Theresa May with Malcolm Turnbull

During his trip to the US Malcolm Turnbull has been trying to sound politely optimistic about the prospects of the Trans-Pacific Partnership getting through Congress in the last days of the Obama presidency. No one really believes it will happen.

Instead, Andrew Robb's strenuous efforts on this deal as Australia's former trade minister have been overwhelmed by the rising tide of global protectionism. Such resistance to acknowledging the benefits of free – or at least freer – trade is certainly not confined to the perverse mood of current US politics.

In most advanced economies, there's no longer widespread political acceptance of the boost to global growth that comes from a reduction in trade and investment barriers. Instead, local community scepticism about the impact on jobs and incomes is now the dominant driver of political behaviour.

In Australia, despite the government's rhetoric, there's no doubt the political momentum on free trade has veered off course even if it has not reversed. This goes well beyond the decision to build submarines in South Australia or further restrict companies buying farm land and agricultural businesses or strengthen what are conveniently known as "anti-dumping" laws.

The new power of crossbench Senators such as Nick Xenophon and Pauline Hanson, combined with Labor's parliamentary blocking tactics bolstered by union opposition, will de-rail any further progress on more trade deals.

In retrospect, it's even more remarkable that Robb was able to manage signing off on the trifecta of Japan, South Korea and Japan within a couple of years even if they will still take time to pay off for most businesses. The timing now looks increasingly fortuitous.
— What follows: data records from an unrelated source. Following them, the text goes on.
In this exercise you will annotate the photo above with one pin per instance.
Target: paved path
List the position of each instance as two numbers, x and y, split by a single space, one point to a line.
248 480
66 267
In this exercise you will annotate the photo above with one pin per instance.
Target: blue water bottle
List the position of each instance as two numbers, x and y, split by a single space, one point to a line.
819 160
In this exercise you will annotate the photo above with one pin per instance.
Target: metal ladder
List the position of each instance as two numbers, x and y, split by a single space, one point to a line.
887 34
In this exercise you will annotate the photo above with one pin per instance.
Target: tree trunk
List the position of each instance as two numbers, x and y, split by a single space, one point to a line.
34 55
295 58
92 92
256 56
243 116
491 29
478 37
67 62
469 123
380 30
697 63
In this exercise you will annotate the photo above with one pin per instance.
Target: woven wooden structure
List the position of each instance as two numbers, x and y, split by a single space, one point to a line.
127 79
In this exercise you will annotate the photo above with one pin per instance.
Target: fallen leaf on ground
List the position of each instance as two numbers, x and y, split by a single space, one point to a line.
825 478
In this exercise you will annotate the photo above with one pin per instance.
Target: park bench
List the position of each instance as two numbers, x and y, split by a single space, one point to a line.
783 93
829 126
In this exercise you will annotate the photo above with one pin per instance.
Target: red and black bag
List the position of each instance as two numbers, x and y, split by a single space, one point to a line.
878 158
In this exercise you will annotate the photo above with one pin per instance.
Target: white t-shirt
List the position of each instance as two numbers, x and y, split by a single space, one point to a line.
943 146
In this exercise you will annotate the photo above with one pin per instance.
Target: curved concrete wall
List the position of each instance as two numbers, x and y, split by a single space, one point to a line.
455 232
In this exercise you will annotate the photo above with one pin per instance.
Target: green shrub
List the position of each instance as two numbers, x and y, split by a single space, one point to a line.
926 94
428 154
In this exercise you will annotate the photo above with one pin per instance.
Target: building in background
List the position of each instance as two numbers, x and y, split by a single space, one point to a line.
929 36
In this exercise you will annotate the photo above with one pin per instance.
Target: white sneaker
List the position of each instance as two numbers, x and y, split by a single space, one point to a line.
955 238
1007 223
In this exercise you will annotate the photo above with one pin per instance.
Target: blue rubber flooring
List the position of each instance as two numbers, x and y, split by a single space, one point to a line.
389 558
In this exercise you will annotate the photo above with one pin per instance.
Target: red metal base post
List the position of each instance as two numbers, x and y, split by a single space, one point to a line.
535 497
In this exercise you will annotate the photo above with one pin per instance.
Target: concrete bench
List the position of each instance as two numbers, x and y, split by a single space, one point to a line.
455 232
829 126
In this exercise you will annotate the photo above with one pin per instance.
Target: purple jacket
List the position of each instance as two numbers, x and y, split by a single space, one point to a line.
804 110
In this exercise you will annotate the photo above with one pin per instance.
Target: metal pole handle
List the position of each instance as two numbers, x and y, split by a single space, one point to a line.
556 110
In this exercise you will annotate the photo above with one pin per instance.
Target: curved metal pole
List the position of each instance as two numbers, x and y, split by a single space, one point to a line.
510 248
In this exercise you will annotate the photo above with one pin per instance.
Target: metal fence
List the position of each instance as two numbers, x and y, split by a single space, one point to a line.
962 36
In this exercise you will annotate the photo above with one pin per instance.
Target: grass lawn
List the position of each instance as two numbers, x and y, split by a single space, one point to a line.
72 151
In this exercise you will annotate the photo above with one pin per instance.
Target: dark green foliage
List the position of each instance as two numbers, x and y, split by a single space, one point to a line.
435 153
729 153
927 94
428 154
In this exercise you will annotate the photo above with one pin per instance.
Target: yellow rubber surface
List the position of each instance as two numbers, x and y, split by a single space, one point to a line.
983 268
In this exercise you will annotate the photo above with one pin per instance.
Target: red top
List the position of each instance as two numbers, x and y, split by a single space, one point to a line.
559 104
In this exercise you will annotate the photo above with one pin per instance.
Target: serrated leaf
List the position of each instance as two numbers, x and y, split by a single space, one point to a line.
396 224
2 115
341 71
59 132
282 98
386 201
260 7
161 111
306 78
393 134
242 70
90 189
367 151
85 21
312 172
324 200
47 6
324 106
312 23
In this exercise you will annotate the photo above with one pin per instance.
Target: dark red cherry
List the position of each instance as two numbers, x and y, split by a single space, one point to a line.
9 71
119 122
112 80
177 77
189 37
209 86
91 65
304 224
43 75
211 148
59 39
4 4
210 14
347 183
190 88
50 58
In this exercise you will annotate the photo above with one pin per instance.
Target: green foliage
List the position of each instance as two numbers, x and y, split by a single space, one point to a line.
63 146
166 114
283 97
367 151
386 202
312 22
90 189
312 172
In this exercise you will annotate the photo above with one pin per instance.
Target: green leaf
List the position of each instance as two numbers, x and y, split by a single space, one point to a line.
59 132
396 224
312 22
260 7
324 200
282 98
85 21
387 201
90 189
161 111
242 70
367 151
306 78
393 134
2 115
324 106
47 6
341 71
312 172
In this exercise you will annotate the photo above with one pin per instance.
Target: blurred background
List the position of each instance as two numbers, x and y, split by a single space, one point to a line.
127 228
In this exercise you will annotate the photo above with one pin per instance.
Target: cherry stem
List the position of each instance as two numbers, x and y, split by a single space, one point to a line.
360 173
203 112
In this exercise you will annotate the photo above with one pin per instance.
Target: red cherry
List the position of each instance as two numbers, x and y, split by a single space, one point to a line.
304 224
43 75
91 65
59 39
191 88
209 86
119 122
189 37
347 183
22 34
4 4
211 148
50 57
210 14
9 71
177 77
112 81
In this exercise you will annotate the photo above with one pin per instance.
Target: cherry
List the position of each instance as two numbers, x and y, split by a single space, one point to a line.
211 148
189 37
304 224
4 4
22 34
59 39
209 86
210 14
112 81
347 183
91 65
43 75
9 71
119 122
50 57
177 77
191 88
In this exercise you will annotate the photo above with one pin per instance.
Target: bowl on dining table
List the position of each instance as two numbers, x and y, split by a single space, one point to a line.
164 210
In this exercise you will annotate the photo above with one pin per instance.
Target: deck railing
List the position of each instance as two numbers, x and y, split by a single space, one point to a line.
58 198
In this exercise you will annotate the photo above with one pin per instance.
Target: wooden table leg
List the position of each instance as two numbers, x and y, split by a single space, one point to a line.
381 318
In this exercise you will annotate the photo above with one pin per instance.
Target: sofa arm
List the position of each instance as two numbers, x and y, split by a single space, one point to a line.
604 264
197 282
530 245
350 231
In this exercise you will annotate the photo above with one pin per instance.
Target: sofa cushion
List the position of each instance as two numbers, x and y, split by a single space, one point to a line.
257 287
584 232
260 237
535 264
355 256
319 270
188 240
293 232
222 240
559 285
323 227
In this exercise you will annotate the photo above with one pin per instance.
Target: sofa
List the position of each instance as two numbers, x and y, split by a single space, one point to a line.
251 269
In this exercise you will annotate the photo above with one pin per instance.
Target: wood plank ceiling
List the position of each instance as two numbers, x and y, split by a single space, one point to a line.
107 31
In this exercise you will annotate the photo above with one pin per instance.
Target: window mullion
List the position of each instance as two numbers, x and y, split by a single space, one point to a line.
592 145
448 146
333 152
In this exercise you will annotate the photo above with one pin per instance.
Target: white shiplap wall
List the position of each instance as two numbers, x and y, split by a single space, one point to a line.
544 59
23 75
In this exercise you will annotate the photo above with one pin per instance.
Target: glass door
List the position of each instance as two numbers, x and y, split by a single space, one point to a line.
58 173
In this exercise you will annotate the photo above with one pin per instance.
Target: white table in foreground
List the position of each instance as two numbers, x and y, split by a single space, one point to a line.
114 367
Potential agreements with countries such as India, Indonesia or the European Union are likely to remain in limbo indefinitely.

It's true that a post-Brexit UK government re-emerging from the regulatory shackles of the European Union may rediscover the advantages of driving free trade deals for its vulnerable economy, including with Australia.

But that only makes Britain more of an exception and, even so, new British Prime Minister Theresa May, is likely to move cautiously in assessing the reaction from a community that is certainly not immune to the new nationalist, anti-globalist mindset.

In Europe, last rites are being read for the proposed Trans-Atlantic and Investment Partnership with the US, for example. It's not so surprising that it's a French foreign trade minister, Matthias Fekll, saying there is no political support for it in his country. He is planning to ask other European trade ministers this week to end negotiations, suggesting the need to restart them on better terms for Europe. Again, no one believes this will occur either.

Yet in Germany, Sigmar Gabriel, the Trade Minister from the Social Democratic party, is, if anything, even more antagonistic to further negotiations. He says the talks have "failed" no matter what his coalition partner and German Chancellor, Angela Merkel, may say about their hopes for continuing progress. Thousands of people rallied in major German cities last week arguing any deal would weaken European environmental standards and the rights of consumers.

In the US, it's impossible to know what would happen to Donald Trump's promises on trade if he were to win the election. US consumers may prefer to "buy American", but not at any cost, and Trump is hardly consistent in his policy prescriptions according to his audience or his mood on the day.

Yet for now, he is effectively committing to starting a trade war with China by imposing massive new tariffs on Chinese imports while overturning or renegotiating the North American Free Trade Agreement between the US, Mexico and Canada.

The years of negotiations led to an agreement finally ratified under the last Clinton presidency. Over more than two decades, trade between Mexico and the US has gone from $US300 billion to more than $US1.1 trillion last year. Trump's ability to link this with the loss of American manufacturing jobs and rise of illegal immigrants is one of his most potent political appeals to his supporters as protectionist sentiment swirls around the country.

Even with the political pressure on trade from Trump and her former Democratic rival, Bernie Sanders, Hillary Clinton is not willing to suddenly backtrack on the idea of NAFTA. She has still been happy to dump the TPP without so much as a glimmer of regret. In part this is just a matter of survival in presidential politics as well as the reality of dealing with a reluctant Congress and policy confusion about what traditional extremes of left and right mean in politics these days.

But in international terms, it clearly demonstrates a far more isolationist urge in all areas of policy with the focus on "fixing" the US while keeping out the security and economic threats presented by much of the rest of the world. The notion of a building "wall" on the Mexican border is part of that national psychology.

In that context, Turnbull correctly says the TPP is as much a political statement as a free trade agreement, arguing it's the economic aspect of the "pivot" to Asia that Obama launched several years ago.

"It is a statement of American's commitment to the rules-based order which has underpinned the prosperity of billions of people and lifted billions out of poverty."

Implicitly, it was also supposed to be a statement of reassurance to US allies about American determination to remain a stabilising force in the Asia Pacific region countering the rise of a newly assertive and aggressive China.

That assumption no longer feels quite so reassuring. And not just because of what it says about free trade.